4. Log Observer
1. Introduction
For the Splunk Log Observer component, we will configure the Spring PetClinic application to write logs to a file and configure the Splunk OpenTelemetry Collector to read (tail) that log file and send the logs to Splunk Cloud.
2. OpenTelemetry Filelog Configuration
We need to configure the Splunk OpenTelemetry Collector to tail the Spring PetClinic log file and send the log data to Splunk Cloud.
The Splunk OpenTelemetry Collector uses Fluentd by default but we will change the configuration to use the OpenTelemetry Filelog Receiver to consume the logs. We will need to edit the collectors’ configuration file:
sudo vi /etc/otel/collector/agent_config.yaml
Under the receivers:
section create the Filelog Receiver (make sure to indent correctly):
receivers:
filelog:
include: [/tmp/spring-petclinic.log]
Then under the service:
section, find the logs:
pipeline, replace fluentforward
withfilelog
(again, make sure to indent correctly):
logs:
receivers: [filelog, otlp]
Save the file and exit the editor. Next, we need to validate that the HEC Token and HEC URL are configured for the collector to use. We will inspect the /etc/otel/collector/splunk-otel-collector.conf
file:
sudo cat /etc/otel/collector/splunk-otel-collector.conf
Make sure SPLUNK_HEC_URL
and SPLUNK_HEC_TOKEN
have values set. If they are not set, please reach out to your instructor. With the configuration change complete and validated, we can now restart the collector:
sudo systemctl restart splunk-otel-collector
3. Logback Settings
The Spring PetClinic application can be configured to use several different Java logging libraries. In this scenario, we are going to use logback
. We just need to create a file named logback.xml
in the configuration folder:
vi ~/spring-petclinic/src/main/resources/logback.xml
Copy and paste the following XML content:
<?xml version="1.0" encoding="UTF-8"?>
<!DOCTYPE xml>
<configuration scan="true" scanPeriod="30 seconds">
<contextListener class="ch.qos.logback.classic.jul.LevelChangePropagator">
<resetJUL>true</resetJUL>
</contextListener>
<logger name="org.springframework.samples.petclinic" level="info"/>
<appender name="file" class="ch.qos.logback.core.rolling.RollingFileAppender">
<file>/tmp/spring-petclinic.log</file>
<rollingPolicy class="ch.qos.logback.core.rolling.TimeBasedRollingPolicy">
<fileNamePattern>springLogFile.%d{yyyy-MM-dd}.log</fileNamePattern>
<maxHistory>5</maxHistory>
<totalSizeCap>1GB</totalSizeCap>
</rollingPolicy>
<encoder>
<pattern>
%d{yyyy-MM-dd HH:mm:ss} - %logger{36} - %msg trace_id=%X{trace_id} span_id=%X{span_id} trace_flags=%X{trace_flags} %n service.name=%property{otel.resource.service.name}, deployment.environment=%property{otel.resource.deployment.environment}: %m%n
</pattern>
</encoder>
</appender>
<root level="info">
<appender-ref ref="file" />
</root>
</configuration>
Now we need to rebuild the application and run it again:
./mvnw package -Dmaven.test.skip=true
Once the rebuild has been completed we can then run the application again:
java \
-Dserver.port=8083 \
-Dotel.service.name=$INSTANCE-petclinic-service \
-Dotel.resource.attributes=deployment.environment=$INSTANCE-petclinic-env,version=0.314 \
-jar target/spring-petclinic-*.jar --spring.profiles.active=mysql
4. View Logs
From the left-hand menu click on Log Observer and ensure Index is set to splunk4rookies-workshop.
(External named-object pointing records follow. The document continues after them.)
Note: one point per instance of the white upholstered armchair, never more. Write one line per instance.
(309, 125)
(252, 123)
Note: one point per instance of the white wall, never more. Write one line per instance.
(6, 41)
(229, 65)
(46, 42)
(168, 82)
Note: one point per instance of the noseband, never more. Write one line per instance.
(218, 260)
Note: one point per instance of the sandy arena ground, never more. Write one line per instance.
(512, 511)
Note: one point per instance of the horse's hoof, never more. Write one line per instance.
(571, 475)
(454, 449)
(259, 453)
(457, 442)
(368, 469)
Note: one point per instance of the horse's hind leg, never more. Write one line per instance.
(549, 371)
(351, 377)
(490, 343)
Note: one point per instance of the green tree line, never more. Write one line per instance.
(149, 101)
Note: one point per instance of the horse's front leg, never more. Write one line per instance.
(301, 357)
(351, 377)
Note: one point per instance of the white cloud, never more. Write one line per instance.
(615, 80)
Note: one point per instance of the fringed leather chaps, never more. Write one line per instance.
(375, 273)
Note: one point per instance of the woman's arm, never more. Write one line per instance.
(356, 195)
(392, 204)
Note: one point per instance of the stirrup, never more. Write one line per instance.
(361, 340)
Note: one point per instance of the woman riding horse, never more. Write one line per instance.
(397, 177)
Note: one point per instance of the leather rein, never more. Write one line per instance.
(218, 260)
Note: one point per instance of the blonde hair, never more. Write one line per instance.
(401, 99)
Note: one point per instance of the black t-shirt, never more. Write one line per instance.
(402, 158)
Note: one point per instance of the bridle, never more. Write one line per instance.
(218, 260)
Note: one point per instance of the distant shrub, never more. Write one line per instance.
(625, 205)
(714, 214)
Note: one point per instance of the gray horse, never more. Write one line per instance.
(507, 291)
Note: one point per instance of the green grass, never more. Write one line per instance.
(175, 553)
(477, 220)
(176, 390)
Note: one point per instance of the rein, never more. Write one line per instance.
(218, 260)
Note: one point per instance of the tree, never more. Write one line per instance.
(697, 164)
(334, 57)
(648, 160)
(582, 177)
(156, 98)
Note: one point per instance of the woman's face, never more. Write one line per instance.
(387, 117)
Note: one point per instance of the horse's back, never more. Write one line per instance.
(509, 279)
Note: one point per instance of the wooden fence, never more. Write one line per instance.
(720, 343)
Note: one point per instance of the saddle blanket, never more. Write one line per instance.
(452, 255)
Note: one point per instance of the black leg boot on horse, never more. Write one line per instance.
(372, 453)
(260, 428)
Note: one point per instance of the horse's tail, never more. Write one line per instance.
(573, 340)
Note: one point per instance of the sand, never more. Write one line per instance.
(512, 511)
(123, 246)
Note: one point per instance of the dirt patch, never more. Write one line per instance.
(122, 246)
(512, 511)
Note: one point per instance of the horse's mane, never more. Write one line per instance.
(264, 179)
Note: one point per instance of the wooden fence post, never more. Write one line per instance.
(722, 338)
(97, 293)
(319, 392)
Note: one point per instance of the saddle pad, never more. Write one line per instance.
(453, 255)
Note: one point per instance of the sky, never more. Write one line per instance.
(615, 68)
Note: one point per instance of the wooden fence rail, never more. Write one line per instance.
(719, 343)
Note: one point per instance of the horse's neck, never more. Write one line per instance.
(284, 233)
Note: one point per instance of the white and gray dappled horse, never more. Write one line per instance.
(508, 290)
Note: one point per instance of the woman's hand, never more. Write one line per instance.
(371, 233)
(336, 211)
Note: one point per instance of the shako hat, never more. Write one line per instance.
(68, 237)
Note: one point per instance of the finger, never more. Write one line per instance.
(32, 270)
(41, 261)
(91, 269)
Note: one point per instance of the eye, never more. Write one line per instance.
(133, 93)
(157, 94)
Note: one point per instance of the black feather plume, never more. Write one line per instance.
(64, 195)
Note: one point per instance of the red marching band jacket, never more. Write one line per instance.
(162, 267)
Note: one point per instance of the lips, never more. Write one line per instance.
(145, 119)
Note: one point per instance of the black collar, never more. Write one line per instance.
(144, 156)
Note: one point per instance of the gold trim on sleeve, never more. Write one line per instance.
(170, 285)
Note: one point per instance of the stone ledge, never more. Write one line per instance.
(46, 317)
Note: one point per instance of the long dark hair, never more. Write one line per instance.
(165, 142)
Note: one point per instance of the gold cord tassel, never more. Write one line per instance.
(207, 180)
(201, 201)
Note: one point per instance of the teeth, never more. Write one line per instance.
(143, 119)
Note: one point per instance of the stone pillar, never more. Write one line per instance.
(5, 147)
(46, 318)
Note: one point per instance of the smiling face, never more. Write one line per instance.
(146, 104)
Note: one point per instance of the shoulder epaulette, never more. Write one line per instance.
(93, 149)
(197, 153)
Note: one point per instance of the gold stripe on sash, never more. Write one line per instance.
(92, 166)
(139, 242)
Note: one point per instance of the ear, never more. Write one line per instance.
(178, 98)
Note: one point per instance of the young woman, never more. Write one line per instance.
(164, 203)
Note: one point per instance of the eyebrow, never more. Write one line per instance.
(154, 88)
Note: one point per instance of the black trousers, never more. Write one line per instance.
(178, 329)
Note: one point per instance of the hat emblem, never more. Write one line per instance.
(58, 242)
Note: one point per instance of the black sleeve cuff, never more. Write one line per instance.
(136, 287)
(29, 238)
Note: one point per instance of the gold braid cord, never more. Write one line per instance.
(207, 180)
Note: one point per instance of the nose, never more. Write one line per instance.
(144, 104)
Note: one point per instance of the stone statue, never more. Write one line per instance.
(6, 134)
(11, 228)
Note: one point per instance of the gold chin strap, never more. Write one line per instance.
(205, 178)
Next, click Add Filter search for the field service_name
select the value <INSTANCE>-petclinic-service
and click =
(include). You should now see only the log messages from your PetClinic application.
4. Summary
This is the end of the workshop and we have certainly covered a lot of ground. At this point, you should have metrics, traces (APM & RUM), logs, database query performance and code profiling being reported into Splunk Observability Cloud.
Congratulations!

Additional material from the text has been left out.